Raised in Tierrasanta by adoptive parents, after losing her father, a search for her biological mother inspired her to pursue a career as an investigator. As a private investigator, she has tracked down missing persons and uncovered Medicare fraud, according to her website. Her investigation of the hospital where her newborn daughter died also led to a state investigation and the hospital held legally responsible for the death.


She earned her Master’s degree in Divinity and served as a minister at Eastlake Church.  She and her husband, Christian Reichert, live in La Mesa with their two sons, Alex and Chris.  


Her endorsements include prominent Republicans such as Congressman Darrell Issa, El Cajon Mayor Bill Wells, and State Senator Brian Jones as well as the San Diego County Republican and Libertarian parties and California Parents United.


Janessa Goldbeck says, “For me, it’s always about the mission.”


A decorated Marine Corps veteran, she served as a uniformed victim advocate in the Marines, standing up for victims of sexual assault and fought against a ban on women holding top jobs in the military.

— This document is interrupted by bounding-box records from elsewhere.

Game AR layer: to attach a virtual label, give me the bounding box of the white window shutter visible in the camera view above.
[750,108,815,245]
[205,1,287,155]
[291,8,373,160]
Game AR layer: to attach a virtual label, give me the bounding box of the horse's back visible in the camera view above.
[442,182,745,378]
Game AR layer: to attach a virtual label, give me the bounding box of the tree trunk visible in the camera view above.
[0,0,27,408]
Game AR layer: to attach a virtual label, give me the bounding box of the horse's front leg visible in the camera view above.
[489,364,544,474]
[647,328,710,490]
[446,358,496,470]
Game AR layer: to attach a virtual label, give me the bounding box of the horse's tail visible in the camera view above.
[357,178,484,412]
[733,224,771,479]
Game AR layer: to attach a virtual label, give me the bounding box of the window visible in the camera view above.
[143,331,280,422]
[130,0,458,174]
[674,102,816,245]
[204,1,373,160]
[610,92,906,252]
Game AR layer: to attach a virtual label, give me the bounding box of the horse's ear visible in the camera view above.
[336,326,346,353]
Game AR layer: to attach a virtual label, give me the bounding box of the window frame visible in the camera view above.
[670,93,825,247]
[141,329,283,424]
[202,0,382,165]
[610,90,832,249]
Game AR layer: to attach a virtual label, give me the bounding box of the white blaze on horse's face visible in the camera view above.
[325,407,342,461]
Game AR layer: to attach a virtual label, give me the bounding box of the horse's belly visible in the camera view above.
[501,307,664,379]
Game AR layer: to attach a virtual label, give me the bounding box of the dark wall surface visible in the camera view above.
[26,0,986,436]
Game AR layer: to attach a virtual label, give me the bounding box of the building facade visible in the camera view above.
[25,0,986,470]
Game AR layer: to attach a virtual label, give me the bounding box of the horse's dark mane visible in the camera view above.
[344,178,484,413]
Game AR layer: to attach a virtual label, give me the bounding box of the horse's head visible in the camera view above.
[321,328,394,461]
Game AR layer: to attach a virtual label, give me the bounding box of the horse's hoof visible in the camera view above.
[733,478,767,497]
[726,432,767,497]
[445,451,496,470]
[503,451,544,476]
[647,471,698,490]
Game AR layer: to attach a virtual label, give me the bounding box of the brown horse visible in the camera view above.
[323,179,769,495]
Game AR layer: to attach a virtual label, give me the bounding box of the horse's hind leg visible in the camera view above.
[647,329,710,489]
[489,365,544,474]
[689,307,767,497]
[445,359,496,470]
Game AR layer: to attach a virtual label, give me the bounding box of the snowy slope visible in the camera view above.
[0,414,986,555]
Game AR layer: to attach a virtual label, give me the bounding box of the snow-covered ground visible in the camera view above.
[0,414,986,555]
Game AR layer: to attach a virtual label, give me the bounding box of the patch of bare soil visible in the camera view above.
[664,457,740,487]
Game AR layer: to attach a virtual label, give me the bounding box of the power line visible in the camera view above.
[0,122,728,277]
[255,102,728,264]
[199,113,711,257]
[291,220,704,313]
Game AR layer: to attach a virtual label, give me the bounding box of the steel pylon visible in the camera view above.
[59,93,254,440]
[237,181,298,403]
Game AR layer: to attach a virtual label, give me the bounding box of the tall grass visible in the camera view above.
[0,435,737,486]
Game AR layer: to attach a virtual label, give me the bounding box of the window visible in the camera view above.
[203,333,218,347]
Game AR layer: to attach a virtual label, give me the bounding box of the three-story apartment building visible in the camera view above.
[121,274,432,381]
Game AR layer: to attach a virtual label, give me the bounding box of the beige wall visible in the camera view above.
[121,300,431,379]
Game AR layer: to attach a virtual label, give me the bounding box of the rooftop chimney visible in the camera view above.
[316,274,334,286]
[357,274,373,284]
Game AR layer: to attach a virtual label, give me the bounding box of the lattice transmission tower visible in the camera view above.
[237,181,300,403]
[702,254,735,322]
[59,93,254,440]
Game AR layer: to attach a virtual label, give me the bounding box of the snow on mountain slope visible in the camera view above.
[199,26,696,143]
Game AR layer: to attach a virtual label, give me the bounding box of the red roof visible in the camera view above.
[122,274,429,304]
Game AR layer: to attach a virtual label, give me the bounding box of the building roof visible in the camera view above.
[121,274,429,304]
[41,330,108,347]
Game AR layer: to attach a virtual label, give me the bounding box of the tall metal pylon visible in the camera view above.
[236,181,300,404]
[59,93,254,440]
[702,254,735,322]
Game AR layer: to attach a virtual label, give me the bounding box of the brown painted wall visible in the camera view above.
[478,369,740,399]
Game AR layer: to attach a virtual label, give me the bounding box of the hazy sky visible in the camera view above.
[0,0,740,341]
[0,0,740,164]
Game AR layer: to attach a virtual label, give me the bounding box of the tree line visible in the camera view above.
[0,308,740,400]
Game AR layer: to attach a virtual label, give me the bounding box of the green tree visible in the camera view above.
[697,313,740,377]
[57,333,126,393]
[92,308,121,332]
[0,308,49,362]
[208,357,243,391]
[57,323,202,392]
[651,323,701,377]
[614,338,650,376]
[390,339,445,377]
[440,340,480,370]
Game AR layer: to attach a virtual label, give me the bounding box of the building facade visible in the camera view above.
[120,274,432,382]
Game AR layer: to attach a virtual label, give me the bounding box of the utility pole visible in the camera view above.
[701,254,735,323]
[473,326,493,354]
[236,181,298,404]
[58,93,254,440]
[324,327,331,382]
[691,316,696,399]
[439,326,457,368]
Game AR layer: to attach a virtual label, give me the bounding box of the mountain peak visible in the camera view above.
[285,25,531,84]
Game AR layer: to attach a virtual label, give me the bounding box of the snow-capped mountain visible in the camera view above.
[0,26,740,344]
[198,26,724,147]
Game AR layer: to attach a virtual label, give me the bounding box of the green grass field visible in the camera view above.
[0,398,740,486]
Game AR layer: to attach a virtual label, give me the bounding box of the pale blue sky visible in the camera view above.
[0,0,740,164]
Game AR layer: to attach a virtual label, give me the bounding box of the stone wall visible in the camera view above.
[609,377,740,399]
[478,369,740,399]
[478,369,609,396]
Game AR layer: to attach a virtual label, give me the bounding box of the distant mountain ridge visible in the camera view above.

Before joining the Marines as a combat engineer officer, she worked as a human rights advocate to protect civilians in conflict zones in Sudan and Myamar.  She has a bachelor’s degree from Northwestern University and a master of arts degree from the University of San Francisco.


She serves as CEO of Vet Voice Foundation, a national nonprofit that gives military families a bigger say on issues such as lowering costs for families, workers’ rights, the climate crisis, inequality, and assuring safe, healthy communities.


Locally, she’s fought for affordable and middle-income housing, union jobs, equal pay for women particularly minority women, resources to prevent veterans’ suicides, LGTBQ services, “common sense” gun safety measures, and services for homeless youths.


According to her website, she played a leading role in securing one of the largest federal investments in recreation infrastructure, public lands access, land and water conservation and worked with the Biden administration to designate three new national monuments.  She calls herself an “avid explorer and advocate for the outdoors” as well as an “experienced policy advocate.”


She serves on the boards of the UCSD Chancellor’s Community Advisory Group, MANA de San Diego and the San Diego LGBT Community Center, the San Diego Mayor’s LGBT task force, and the County’s Behavioral Health Advisory Board.


Raised in San Diego County, she cut short her military career to care for her mother with Alzheimer’s, an experience that she says has made her a strong advocate for caregivers.  She and her wife, Carol, live in San Diego.


Her endorsements include Democratic Congressmen Mike Levine, Juan Vargas and Scott Peters, former Congresswoman Susan Davis, California Senate President  Pro Tem Toni Atkins, and more.